Movie Poster for Prince of Persia: The Sands of Time

The Lion of Persia has claws of plastic.

Out of the sands of time, the Shu of Shushu Review raises out of… sand… to review once more! And while I’ve been wading away in some sand, I decided to pop on by and watch as my good ol’ fictional friend Dastan (the prince) got himself out of a pickle the likes of which has been moderately seen before! As a complete disclaimer, I’m giving this review as someone who has never played any of the Prince of Persia games.
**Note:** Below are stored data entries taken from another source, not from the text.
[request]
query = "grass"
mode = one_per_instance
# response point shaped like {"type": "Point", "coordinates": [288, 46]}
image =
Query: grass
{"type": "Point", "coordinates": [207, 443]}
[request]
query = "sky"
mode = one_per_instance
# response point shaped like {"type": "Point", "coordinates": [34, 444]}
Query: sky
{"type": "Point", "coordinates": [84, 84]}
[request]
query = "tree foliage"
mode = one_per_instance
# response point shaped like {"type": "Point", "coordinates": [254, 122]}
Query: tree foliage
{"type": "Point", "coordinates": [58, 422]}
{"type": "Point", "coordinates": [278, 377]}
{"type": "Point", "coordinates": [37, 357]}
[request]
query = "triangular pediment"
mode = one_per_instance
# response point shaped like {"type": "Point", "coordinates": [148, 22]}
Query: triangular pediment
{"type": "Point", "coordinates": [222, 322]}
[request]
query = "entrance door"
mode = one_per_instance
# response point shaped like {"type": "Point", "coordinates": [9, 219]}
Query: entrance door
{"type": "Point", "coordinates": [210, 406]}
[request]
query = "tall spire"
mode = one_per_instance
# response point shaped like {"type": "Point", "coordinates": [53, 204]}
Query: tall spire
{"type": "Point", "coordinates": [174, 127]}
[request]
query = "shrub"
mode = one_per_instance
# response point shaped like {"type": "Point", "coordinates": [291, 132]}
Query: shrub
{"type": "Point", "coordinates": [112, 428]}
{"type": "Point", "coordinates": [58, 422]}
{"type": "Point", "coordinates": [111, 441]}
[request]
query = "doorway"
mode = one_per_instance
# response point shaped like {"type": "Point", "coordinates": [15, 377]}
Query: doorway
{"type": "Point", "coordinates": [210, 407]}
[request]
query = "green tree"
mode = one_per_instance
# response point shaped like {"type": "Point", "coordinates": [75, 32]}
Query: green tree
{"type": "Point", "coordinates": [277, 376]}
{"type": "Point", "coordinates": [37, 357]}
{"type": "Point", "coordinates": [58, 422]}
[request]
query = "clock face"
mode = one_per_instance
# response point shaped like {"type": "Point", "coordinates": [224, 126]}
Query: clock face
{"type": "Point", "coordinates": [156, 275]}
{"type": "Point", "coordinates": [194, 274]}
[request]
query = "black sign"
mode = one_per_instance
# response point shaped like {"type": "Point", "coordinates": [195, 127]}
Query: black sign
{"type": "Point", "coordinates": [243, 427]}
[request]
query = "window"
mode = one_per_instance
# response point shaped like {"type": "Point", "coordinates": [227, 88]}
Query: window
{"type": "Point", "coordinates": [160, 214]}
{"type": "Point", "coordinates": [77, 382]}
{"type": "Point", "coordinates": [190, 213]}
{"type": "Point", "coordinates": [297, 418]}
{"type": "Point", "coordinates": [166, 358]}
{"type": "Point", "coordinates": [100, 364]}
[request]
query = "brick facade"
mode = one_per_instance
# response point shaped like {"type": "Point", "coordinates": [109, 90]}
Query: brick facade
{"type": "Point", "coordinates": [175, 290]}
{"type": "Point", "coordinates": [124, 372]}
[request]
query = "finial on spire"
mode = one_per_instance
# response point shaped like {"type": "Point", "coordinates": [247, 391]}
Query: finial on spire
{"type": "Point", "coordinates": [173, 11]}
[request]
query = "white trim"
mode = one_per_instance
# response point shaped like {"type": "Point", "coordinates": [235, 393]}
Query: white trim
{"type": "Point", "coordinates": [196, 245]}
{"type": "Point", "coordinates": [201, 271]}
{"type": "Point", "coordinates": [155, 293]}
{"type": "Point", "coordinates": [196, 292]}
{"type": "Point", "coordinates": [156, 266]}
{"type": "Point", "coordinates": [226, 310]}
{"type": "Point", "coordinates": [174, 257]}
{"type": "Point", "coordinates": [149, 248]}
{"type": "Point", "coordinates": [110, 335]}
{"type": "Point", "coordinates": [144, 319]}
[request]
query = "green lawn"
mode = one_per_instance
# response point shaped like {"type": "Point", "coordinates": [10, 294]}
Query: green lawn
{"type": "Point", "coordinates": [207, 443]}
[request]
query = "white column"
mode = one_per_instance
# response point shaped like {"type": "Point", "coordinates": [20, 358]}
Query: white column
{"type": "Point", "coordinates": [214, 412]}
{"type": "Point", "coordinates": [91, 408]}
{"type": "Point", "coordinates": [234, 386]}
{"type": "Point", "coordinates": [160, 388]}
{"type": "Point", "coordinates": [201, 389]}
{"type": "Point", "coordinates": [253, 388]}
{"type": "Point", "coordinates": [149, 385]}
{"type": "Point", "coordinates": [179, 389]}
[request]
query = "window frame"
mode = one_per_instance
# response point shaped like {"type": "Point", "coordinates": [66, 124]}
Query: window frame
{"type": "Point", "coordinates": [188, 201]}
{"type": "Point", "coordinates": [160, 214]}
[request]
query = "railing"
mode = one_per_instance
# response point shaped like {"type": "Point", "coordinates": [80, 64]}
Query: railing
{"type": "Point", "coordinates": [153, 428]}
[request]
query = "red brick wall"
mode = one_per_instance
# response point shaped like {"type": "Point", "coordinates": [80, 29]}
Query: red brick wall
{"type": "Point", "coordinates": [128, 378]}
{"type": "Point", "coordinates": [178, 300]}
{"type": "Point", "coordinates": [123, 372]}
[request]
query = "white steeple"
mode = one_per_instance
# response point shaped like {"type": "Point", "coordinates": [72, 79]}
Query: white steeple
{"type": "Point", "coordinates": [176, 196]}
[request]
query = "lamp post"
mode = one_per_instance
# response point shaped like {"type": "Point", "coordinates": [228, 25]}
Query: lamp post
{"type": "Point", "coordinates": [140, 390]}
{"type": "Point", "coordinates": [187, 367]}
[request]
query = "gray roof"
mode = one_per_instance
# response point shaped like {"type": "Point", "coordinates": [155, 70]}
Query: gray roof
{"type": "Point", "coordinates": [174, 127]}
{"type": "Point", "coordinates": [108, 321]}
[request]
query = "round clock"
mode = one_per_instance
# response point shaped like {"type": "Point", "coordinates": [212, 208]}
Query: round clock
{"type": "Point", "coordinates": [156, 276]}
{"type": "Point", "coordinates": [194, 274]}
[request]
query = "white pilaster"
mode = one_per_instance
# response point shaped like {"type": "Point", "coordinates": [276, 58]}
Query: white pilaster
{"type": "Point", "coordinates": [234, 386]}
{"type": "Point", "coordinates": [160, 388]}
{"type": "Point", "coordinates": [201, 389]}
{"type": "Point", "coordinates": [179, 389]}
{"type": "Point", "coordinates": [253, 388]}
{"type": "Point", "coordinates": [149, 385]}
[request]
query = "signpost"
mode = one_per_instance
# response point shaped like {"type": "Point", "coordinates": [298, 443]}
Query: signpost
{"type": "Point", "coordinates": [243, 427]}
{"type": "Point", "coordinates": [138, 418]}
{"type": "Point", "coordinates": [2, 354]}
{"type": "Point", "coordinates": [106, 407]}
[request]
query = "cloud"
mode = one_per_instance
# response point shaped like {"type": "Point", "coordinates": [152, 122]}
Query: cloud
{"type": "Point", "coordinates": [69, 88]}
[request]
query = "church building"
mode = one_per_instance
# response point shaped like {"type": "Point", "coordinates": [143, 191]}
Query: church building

That being said, the movie is actually entertaining! Date night material? Maybe so, the movie is filled with corny one-liner exchanges between the two main protagonists. If you’ve a low tolerance for that kind of thing, this movie is not for you unless you’re willing to forgive that on the basis that Disney was the one that made the movie. Which brings me to another thing entirely: violence. A lot of fights are tricky dances that you don’t see people clearly slashed or stabbed. There are some exceptions though and that may prevent you from bring small children. This is most likely what provoked the PG-13 “parents strongly cautioned” rating. Anything risque you ask? Closest you get to that is a teeny out there flirt and a kiss. At one point, totally thought I was going to see some nudity since I forgot it was a Disney film and it’s rating.

A Shu opinion, but I think the Dastan was cast very well.

Had a few problems with the ending and the entire existence of what was causing the disturbance in the first place, but that’s about it. Was it a good movie? Sure! Am I ever going to watch it again? Only if you catch me off guard. I give this movie a freaking 6.5 explosions!!